Historically, Moscow has been preoccupied with secure national borders, especially in Eastern Europe, and generally abstained from sending military forces long distances. Putin has now abandoned this strongly rooted caution. He has become a daring military gambler in various areas.
Russia has a long history of involvement in the volatile region, especially Syria. The profoundly serious Suez Crisis of 1956 resulted in sharp rupture among western allies, as the Eisenhower administration refused to support a combined military assault by Britain, France and Israel to retake the Suez Canal and seize the Sinai Peninsula from nationalist Egypt.

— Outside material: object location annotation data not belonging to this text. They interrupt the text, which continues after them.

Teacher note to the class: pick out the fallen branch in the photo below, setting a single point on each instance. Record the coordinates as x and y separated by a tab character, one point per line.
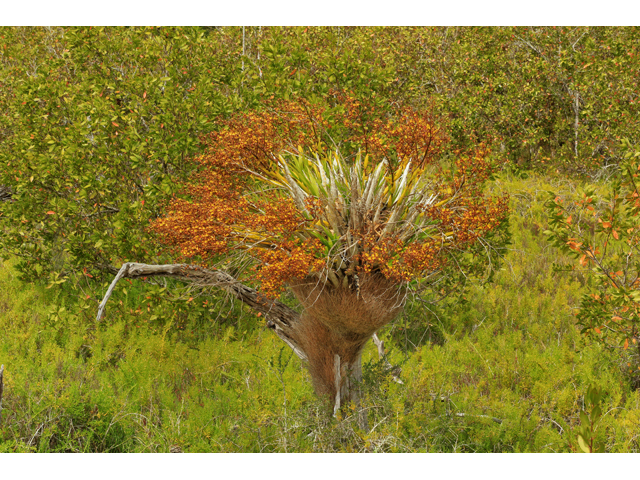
497	420
279	317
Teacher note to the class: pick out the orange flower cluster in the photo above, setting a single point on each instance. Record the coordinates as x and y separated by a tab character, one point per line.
229	208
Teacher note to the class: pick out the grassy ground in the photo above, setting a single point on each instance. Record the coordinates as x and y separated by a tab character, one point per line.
509	372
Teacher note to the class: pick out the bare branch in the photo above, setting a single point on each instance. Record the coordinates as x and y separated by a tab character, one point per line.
279	317
380	344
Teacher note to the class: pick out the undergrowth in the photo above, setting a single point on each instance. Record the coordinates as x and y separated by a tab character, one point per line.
502	369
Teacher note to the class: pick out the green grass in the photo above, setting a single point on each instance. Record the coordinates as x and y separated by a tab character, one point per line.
502	370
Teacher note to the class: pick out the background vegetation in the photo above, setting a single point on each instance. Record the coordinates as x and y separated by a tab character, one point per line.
98	126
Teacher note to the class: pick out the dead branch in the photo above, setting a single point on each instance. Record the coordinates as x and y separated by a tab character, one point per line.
493	419
279	317
380	344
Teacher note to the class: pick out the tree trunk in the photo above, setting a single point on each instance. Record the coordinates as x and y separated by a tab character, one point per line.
331	333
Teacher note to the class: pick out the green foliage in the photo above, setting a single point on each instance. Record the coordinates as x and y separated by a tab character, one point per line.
98	125
601	233
589	418
507	374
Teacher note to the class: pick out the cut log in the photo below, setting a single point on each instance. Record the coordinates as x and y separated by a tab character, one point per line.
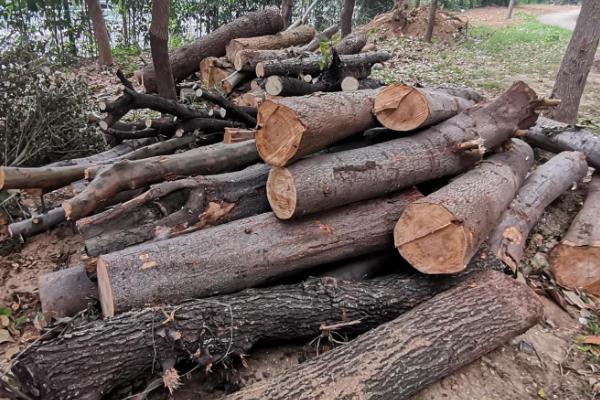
401	357
575	262
330	180
404	108
541	188
555	136
134	174
242	254
290	128
185	60
209	201
441	232
291	37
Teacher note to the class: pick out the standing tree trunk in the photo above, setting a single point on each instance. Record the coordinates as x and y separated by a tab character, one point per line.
576	63
100	32
159	45
346	17
431	22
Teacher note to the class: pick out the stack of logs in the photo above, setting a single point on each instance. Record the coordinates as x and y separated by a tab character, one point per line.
322	184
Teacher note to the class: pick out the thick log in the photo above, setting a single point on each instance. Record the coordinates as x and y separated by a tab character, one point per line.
575	262
331	180
288	38
439	234
185	60
290	128
541	188
209	201
242	254
405	108
134	174
401	357
555	136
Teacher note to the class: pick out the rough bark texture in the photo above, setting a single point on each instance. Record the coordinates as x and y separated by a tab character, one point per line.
134	174
404	108
398	358
331	180
185	60
242	254
290	128
441	232
575	261
541	188
577	63
556	137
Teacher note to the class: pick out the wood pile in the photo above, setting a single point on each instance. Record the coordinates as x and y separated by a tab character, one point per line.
196	217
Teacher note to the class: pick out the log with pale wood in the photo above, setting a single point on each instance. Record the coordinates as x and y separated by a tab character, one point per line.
439	233
541	188
330	180
243	253
575	261
422	346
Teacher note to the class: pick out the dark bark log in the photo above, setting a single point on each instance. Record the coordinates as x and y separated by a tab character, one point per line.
541	188
575	262
331	180
439	234
186	60
134	174
577	63
401	357
556	137
307	123
242	254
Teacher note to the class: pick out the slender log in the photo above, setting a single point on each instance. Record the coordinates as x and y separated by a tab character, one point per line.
185	60
556	137
134	174
541	188
441	232
331	180
401	357
242	254
308	125
575	262
404	108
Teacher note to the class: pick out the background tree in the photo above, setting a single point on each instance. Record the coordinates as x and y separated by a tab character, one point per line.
577	62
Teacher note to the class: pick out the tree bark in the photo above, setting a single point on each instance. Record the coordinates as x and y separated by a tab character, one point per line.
575	262
242	254
577	63
441	232
100	32
134	174
401	357
556	137
308	125
404	108
332	180
541	188
185	61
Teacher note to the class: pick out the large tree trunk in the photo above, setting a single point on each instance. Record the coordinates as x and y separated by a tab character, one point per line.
576	63
404	108
541	188
242	254
159	45
186	60
441	232
290	128
331	180
575	261
134	174
401	357
100	32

From that time until the end of the Cold War, Moscow had significant influence. Syria developed close military partnership with Egypt, and the two nations went to war together against Israel in October 1973. The Yom Kippur War also witnessed American-Soviet nuclear confrontation.
President Richard Nixon aggressively ensured essential aid got through to Israel, moved B-52 bombers from Guam to the U.S., placed the Army’s 82nd Airborne Division on alert, and pursued skillful diplomacy. Stability returned.
President Jimmy Carter then brokered Egypt-Israel peace. The Camp David accords endure.
President George H.W. Bush and Secretary of State James Baker orchestrated the extraordinarily challenging and successful international military effort to liberate Kuwait after invasion by Iraq. They also initiated complex multilateral negotiations seeking to achieve formal Israeli-Palestinian reconciliation.
The Soviet Union and U.S. cosponsored the 1991 Madrid Conference. Resulting momentum led to the Oslo Accords for Palestinian self-government.
President Barack Obama declared use of poison gas by Damascus would be a “red line,” implying military retaliation. When poison gas was used, he did nothing. Trump unilaterally moved the U.S. embassy in Israel from Tel Aviv to Jerusalem, as desired by the Israel government, but received nothing in return.
George H.W. Bush and James Baker left office with the U.S. having unparalleled promising influence in the region. Since then, absence of sustained disciplined leadership has almost completely reversed this situation.
In the future, serious evaluation of American foreign policy since that first Bush administration is likely to be harsh - and deserved.